I started this course without any knowledge on Data Analysis with Python, and by the end of the course I was able to understand the basics of Data Analysis, usage of different libraries and functions.
perfect for beginner level. all the concepts with code and parameter wise have been explained excellently. overall best course in making anyone eager to learn from basics to handle advances with ease.
By Benjamin J•
many mistakes throughout
By Hakki K•
I completed entire program and received the Professional Certificate. On the Coursera link of my certificate "3 weeks of study, 2-3 hours/week average per course" is written. This information is not correct at all, it takes approximately 3 times of that time on average! I informed Coursera about it but no correction was made.

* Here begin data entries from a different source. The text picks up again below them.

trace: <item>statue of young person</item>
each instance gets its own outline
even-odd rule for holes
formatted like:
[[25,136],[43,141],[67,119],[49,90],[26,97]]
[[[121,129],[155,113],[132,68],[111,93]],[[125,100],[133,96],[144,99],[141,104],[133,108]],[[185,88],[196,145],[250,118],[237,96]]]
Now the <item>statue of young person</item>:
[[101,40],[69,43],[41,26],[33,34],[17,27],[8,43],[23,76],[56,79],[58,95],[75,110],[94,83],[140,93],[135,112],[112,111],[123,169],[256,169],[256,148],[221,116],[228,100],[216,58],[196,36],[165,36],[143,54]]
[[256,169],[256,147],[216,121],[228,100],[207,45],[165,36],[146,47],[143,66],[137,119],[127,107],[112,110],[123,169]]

It should be corrected with "it takes approximately 19 hours study per course" or "Approx. 10 months to complete Suggested 4 hours/week for the Professional Certificate".

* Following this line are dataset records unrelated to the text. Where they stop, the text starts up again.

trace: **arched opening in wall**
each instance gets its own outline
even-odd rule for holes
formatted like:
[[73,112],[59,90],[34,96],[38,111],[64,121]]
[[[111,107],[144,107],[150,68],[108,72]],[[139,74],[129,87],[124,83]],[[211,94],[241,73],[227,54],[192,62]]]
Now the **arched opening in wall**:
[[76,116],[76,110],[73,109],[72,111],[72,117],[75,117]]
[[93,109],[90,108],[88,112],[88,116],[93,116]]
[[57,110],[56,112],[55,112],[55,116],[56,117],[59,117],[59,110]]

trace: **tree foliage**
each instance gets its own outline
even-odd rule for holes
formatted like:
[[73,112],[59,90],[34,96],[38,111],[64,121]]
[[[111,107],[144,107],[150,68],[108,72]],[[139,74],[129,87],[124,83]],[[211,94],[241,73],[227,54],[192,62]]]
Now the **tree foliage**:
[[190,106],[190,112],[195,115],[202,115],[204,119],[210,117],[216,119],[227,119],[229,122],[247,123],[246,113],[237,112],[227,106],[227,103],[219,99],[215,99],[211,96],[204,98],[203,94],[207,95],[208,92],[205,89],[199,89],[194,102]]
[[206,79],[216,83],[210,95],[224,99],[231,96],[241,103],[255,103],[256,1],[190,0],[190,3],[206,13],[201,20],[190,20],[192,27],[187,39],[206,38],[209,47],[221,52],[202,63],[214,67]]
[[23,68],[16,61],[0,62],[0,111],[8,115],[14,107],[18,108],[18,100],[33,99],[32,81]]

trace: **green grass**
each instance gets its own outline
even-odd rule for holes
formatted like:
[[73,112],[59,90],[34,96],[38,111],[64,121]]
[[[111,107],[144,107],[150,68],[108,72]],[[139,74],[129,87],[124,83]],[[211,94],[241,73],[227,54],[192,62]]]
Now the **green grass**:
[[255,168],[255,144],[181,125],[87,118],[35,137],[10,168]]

Here is the approximate duration for each course can be found one by one clicking the webpages of the courses in the professional certificate webpage: (*)

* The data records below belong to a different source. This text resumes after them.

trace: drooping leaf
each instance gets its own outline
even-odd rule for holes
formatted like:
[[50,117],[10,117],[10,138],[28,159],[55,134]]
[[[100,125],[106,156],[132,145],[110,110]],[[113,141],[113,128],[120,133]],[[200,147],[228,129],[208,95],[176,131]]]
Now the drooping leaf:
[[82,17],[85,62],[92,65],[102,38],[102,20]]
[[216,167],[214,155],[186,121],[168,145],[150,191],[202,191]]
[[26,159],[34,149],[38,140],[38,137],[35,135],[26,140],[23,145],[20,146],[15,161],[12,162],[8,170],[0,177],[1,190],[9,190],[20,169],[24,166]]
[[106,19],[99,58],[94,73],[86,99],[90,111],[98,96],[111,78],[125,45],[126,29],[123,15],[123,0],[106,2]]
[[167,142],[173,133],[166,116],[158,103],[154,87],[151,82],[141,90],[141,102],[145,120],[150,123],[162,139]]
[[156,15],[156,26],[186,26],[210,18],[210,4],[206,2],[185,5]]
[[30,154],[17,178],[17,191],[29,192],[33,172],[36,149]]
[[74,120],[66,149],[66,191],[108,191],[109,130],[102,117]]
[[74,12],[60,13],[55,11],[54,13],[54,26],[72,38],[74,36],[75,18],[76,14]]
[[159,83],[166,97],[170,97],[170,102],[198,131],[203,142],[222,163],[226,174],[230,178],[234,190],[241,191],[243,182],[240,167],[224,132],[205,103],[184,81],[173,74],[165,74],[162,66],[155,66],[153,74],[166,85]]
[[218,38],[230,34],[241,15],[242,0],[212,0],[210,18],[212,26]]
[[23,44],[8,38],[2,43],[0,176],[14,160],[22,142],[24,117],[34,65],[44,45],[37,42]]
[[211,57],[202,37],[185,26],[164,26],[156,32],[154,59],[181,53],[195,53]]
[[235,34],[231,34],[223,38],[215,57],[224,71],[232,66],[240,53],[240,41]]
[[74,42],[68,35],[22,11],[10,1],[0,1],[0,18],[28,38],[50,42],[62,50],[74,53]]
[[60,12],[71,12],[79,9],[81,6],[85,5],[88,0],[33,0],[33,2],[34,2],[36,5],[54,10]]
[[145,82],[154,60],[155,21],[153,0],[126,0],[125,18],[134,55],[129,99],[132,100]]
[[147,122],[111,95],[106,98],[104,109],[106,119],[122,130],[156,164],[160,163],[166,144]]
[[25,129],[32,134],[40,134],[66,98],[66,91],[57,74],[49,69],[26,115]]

Course 1: approximately 9 hours to complete
Course 2: approximately 16 hours to complete
Course 3: approximately 9 hours to complete
Course 4: approximately 22 hours to complete
Course 5: approximately 14 hours to complete
Course 6: approximately 16 hours to complete
Course 7: approximately 16 hours to complete
Course 8: approximately 20 hours to complete
Course 9: approximately 47 hours to complete
This makes in total approximately 169 hours to complete the Professional Certificate. As there are 9 courses, each course takes approximately 19 hours (=169/9) to complete.
By Jennifer R•
The topic is very interesting, but the execution was poor. Code and numbers were just being read at me, instead of focusing the recorded lectures on teaching concepts and troubleshooting, and leave the code to be read by myself in the labs. Also, the quizzes along the way were nearly useless: only two questions, a "pass with at least 50%", and the questions asked were very superficial. This is the most poorly executed course I have taken on Coursera so far.
By Nizami I•
The course structure and videos are nice, but THERE ARE SO MANY ERRORS in the videos. I spent so much time to google and fix these errors. It is really terrible and I dont understand how people gave the high grade. I stopped watching videos after Week 3, because I fed up correcting their errors. Although people have mentioned it long time ago, but nothing has changed. Really shame on Coursera and IBM that have such quality!!!
By Marta O G•
By Loganathan E•
Big data analytics is becoming new norm of organization eco-system to derive data driven decisions rather than opinion based decisions
This course on data analysis with Python started with basics and covered topics on preparing data for analysis, performing
simple statistical analysis,data visualization, predicting trends and patterns to have meaningful conclusions.
Course structure is nicely organized with step by step lectures with quizzes at interim levels aided by practice session.
Course has an interactive window which is similar to Jupyter NoteBook so that learner can practice their learning within the online course itself.
Moving forward to applicate these leanings in automating domain specific tasks in my portfolio.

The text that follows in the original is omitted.